Detalhes da proposta
A ministra das Comunicações, Anika Wells, disse à ABC que muitos australianos apreciam os algoritmos pelo prazer ou pela utilidade que oferecem, mas acredita que as grandes plataformas devem presentar a escolha inicialmente e respeitá‑la.
Ela acrescentou que o objetivo é permitir que cada pessoa decida se quer ou não receber recomendações personalizadas, aumentando a transparência das plataformas.
Criticas existentes aos algoritmos
A Free Malaysia Today lembra que as plataformas são frequentemente acusadas de usar algoritmos viciantes e de encaminhar usuários para conteúdo sensacional ou extremo a fim de aumentar o tempo de tela.
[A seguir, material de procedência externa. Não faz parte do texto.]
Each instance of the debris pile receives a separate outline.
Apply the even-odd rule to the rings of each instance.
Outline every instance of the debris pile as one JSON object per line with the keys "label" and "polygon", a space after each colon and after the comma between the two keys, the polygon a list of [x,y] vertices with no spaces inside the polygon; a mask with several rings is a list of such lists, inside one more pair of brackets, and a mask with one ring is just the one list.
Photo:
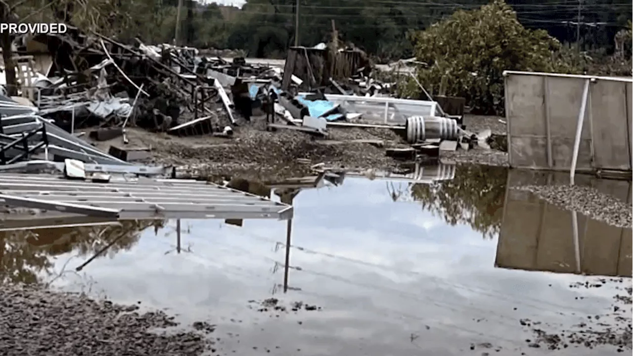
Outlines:
{"label": "debris pile", "polygon": [[[49,160],[46,148],[51,145],[57,160],[123,164],[151,159],[155,148],[128,144],[132,127],[178,136],[237,137],[235,142],[241,132],[252,136],[256,127],[260,132],[294,131],[303,139],[321,142],[334,138],[334,130],[382,130],[398,134],[396,144],[385,147],[385,153],[401,161],[474,146],[490,149],[489,133],[465,131],[461,113],[449,115],[430,96],[389,96],[391,84],[375,79],[368,56],[352,46],[291,48],[282,68],[138,39],[130,46],[68,28],[63,35],[22,39],[25,47],[18,53],[28,60],[18,70],[25,73],[19,78],[20,96],[5,98],[0,105],[10,117],[3,119],[0,134],[13,145],[0,155],[4,163]],[[46,45],[46,54],[24,52],[37,47],[33,43]],[[35,64],[41,63],[49,65]],[[463,113],[463,105],[451,111]],[[87,135],[92,141],[122,137],[127,146],[103,148],[108,153],[91,148],[77,138],[84,132],[75,132],[87,127],[93,128]],[[284,144],[277,141],[270,144]]]}

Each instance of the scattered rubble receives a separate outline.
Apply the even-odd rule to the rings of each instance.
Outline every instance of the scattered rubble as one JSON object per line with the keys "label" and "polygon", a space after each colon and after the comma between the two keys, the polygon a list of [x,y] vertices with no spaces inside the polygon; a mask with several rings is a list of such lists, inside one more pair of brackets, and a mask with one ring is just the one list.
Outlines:
{"label": "scattered rubble", "polygon": [[193,331],[156,328],[178,324],[160,311],[96,302],[74,294],[4,285],[0,291],[0,349],[22,355],[184,355],[197,356],[213,340]]}
{"label": "scattered rubble", "polygon": [[[598,288],[607,282],[618,283],[629,281],[622,278],[599,279],[598,283],[579,282],[570,288]],[[619,286],[617,287],[619,288]],[[586,321],[561,332],[544,330],[546,326],[539,322],[524,319],[519,323],[534,333],[534,340],[526,340],[530,348],[546,348],[551,350],[570,347],[594,348],[601,345],[615,346],[618,352],[633,351],[633,324],[630,322],[630,306],[633,305],[633,288],[624,288],[625,295],[614,297],[616,304],[611,305],[611,313],[604,315],[587,315]]]}
{"label": "scattered rubble", "polygon": [[633,228],[633,207],[591,187],[525,186],[513,189],[529,191],[549,203],[609,225]]}
{"label": "scattered rubble", "polygon": [[[29,41],[59,46],[31,55]],[[128,46],[72,27],[16,43],[28,60],[20,96],[0,98],[1,139],[11,144],[4,163],[151,163],[191,175],[305,172],[298,160],[378,170],[441,156],[503,160],[496,135],[465,130],[463,100],[390,97],[396,83],[377,79],[349,44],[291,48],[281,68],[138,39]]]}
{"label": "scattered rubble", "polygon": [[321,307],[311,304],[306,304],[303,302],[292,302],[285,305],[276,298],[269,298],[261,302],[256,300],[249,300],[249,308],[256,308],[258,312],[264,312],[269,311],[277,311],[283,312],[294,312],[300,310],[314,311],[320,310]]}

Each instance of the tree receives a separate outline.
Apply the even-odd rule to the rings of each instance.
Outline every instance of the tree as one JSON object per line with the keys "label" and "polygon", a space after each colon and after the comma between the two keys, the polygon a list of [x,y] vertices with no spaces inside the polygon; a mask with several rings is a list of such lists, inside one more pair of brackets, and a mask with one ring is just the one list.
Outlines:
{"label": "tree", "polygon": [[436,94],[465,97],[484,114],[503,112],[504,70],[556,70],[552,53],[561,48],[544,30],[523,27],[503,0],[458,10],[413,41],[418,60],[428,64],[418,71],[420,82]]}

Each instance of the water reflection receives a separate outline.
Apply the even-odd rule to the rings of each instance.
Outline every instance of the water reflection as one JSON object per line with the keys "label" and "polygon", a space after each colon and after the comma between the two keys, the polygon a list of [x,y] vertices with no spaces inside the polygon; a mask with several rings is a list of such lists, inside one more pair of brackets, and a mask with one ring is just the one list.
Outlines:
{"label": "water reflection", "polygon": [[460,166],[450,181],[414,184],[413,199],[446,223],[467,224],[484,238],[496,238],[501,226],[508,169]]}
{"label": "water reflection", "polygon": [[[601,192],[631,203],[627,181],[577,176]],[[508,177],[496,264],[503,268],[631,277],[633,230],[610,226],[565,210],[532,194],[523,184],[565,184],[568,174],[511,170]]]}
{"label": "water reflection", "polygon": [[[256,355],[267,347],[271,354],[456,355],[471,353],[470,343],[489,342],[494,347],[477,354],[497,354],[492,350],[503,346],[499,355],[536,355],[540,350],[525,349],[534,335],[520,319],[568,327],[604,315],[613,291],[570,289],[585,280],[575,275],[494,267],[494,231],[504,211],[506,217],[515,211],[501,208],[504,172],[460,167],[454,180],[429,186],[335,173],[266,182],[265,194],[294,204],[292,222],[169,222],[158,236],[146,231],[129,251],[113,250],[112,258],[97,258],[84,272],[116,302],[142,301],[170,308],[179,321],[218,324],[225,354]],[[116,237],[93,235],[100,242],[86,257]],[[50,248],[37,248],[55,270],[80,250],[66,247],[54,259]],[[53,286],[77,291],[74,277]],[[273,294],[323,311],[277,317],[248,307],[249,300]]]}
{"label": "water reflection", "polygon": [[[56,274],[53,267],[58,256],[72,253],[84,258],[101,251],[99,255],[112,257],[119,251],[132,248],[144,230],[153,227],[158,232],[165,223],[163,220],[93,221],[96,225],[51,228],[58,219],[32,220],[31,225],[39,227],[32,230],[0,231],[0,247],[3,247],[0,248],[0,284],[41,284]],[[65,221],[75,220],[70,218]],[[63,222],[65,219],[61,220]],[[4,222],[6,226],[21,224],[18,220]],[[80,224],[91,222],[84,220]],[[106,250],[107,254],[104,254]]]}

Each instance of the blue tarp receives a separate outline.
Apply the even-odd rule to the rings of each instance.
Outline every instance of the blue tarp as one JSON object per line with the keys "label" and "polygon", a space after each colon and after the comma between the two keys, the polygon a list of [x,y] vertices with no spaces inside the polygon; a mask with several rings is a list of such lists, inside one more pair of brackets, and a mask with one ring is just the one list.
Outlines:
{"label": "blue tarp", "polygon": [[260,91],[260,87],[257,84],[251,84],[251,86],[248,88],[248,94],[251,96],[251,99],[253,100],[255,99],[257,97],[257,92]]}
{"label": "blue tarp", "polygon": [[308,100],[304,95],[297,96],[297,101],[308,107],[308,111],[312,117],[325,117],[328,121],[339,120],[340,117],[336,118],[329,118],[334,115],[328,115],[333,110],[338,108],[338,105],[328,101],[327,100]]}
Essa preocupação já motivou outras iniciativas regulatórias em diversos países.
Legislacao recente de protecao infantil
Em dezembro, a Austrália aprovou lei que impede crianças de acessar redes sociais, parte de uma ofensiva mundial contra o bullying online e contra algoritmos considerados predatórios.
Reino Unido e França seguiram passos semelhantes.

Uso por menores apesar da proibicao
Dados divulgados no mês anterior mostraram que, mesmo com a proibição, usuários com menos de 16 anos na Austrália aumentaram o uso de aplicativos como Instagram e TikTok.
Isso indica que a restrição não está impedindo o acesso desse grupo.
Proximos passos legislativos
Anika Wells afirmou que o projeto de lei deve ser apresentado ao parlamento australiano nesta semana.
Caso aprovado, as empresas terão que implementar a opção de desativar os algoritmos de recomendação em seus serviços.